3. Data backup and migration prep

Back up critical data, including device settings, before migration.

Catalog all devices and apps to ensure a comprehensive migration; be sure to discover and include any that are hidden, including unmanaged BYOD devices.

4. Phased migration

Start with a pilot phase for a small group to address issues.
Then gradually deploy the cloud UEM solution more broadly, monitoring progress and resolving issues.

5. Endpoint enrollment and setup

Use automation for easy device enrollment to the cloud UEM.
Adjust policies for device management and security to fit the new system.

6. Ongoing security and monitoring

Implement strong security measures and continuous monitoring with cloud-native tools.

7. Post-migration fine-tuning

Evaluate performance to ensure all devices are operational.
Use automation for regular updates and maintenance.

With the right partner, this process can be smooth and easy, as they bring experience and a proven track record to bear on your UEM migration. They can help you assess your current environment, develop a migration plan and execute your migration with minimal disruption.

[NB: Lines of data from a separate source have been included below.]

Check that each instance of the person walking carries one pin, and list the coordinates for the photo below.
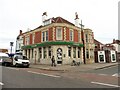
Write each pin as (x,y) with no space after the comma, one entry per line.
(53,61)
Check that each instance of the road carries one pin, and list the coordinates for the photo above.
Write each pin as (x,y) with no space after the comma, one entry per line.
(34,78)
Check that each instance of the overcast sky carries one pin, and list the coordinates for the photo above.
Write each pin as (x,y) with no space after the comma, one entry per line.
(99,15)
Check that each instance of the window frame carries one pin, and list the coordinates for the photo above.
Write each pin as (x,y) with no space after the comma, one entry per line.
(57,33)
(71,35)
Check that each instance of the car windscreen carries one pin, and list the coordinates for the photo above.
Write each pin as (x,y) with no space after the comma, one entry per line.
(22,57)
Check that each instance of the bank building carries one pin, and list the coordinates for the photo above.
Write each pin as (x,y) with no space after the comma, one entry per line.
(58,37)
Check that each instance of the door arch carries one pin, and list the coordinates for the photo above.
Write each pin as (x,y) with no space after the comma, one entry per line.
(59,56)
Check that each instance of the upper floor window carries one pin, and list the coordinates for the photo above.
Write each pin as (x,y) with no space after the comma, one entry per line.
(86,37)
(45,36)
(59,33)
(71,35)
(33,38)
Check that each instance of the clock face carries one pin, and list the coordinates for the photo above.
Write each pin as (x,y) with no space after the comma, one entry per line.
(59,53)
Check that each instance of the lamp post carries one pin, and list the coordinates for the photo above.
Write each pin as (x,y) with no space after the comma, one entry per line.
(83,42)
(11,44)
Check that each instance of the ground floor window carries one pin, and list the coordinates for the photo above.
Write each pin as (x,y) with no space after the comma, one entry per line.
(79,49)
(32,53)
(69,51)
(40,53)
(74,52)
(44,52)
(49,52)
(26,52)
(87,54)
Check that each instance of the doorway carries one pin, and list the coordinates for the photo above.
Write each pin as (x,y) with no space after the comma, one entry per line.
(59,56)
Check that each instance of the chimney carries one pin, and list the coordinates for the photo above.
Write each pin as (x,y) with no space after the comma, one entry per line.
(114,41)
(20,32)
(44,17)
(76,20)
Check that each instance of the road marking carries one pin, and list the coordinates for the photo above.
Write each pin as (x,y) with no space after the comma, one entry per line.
(105,84)
(12,68)
(103,74)
(50,75)
(44,74)
(1,83)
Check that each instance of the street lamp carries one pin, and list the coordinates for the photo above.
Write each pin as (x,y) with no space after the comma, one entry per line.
(83,42)
(11,44)
(35,56)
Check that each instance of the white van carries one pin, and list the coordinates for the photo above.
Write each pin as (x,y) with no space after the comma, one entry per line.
(5,59)
(20,60)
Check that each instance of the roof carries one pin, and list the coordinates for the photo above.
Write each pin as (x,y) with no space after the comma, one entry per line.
(96,41)
(61,20)
(54,20)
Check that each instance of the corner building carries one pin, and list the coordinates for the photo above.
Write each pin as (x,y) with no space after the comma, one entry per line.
(57,37)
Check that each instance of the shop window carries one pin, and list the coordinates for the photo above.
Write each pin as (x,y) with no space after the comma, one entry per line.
(49,52)
(86,36)
(101,57)
(44,52)
(113,57)
(69,51)
(40,53)
(79,52)
(33,38)
(74,52)
(87,54)
(71,35)
(45,36)
(32,53)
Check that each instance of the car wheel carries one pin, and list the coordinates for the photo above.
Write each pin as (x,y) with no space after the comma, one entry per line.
(5,64)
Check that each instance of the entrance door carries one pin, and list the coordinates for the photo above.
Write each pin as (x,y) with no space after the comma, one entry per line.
(59,56)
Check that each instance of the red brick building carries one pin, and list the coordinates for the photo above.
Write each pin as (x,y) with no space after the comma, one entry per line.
(56,36)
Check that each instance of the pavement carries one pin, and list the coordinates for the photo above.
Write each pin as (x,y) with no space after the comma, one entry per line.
(82,67)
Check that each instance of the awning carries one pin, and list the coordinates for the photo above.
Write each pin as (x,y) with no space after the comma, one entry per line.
(52,43)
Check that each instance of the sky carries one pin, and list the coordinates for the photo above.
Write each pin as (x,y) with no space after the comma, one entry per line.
(99,15)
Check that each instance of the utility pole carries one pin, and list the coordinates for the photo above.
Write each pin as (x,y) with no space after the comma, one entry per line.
(11,44)
(83,42)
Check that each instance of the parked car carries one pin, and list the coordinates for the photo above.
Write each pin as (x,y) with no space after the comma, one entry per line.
(20,60)
(5,60)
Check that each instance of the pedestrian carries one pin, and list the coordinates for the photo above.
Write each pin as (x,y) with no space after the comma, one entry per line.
(53,61)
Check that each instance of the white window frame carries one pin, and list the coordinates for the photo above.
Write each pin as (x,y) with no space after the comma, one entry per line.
(45,36)
(71,31)
(57,34)
(33,38)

Yet a good partner's efforts don't end with the migration. They'll continue to support you, ensuring that your UEM solution is running securely and efficiently in the cloud. They should offer comprehensive services include assessment, planning, migration and ongoing support, driven by proven methodologies and certified engineers with a wealth of UEM migration expertise and experience.

At the end of the day, you'll enjoy a successful cloud UEM migration, leveraging the full benefits of the cloud, without the complexities and headaches that can come from enlisting the wrong partner or attempting it yourself.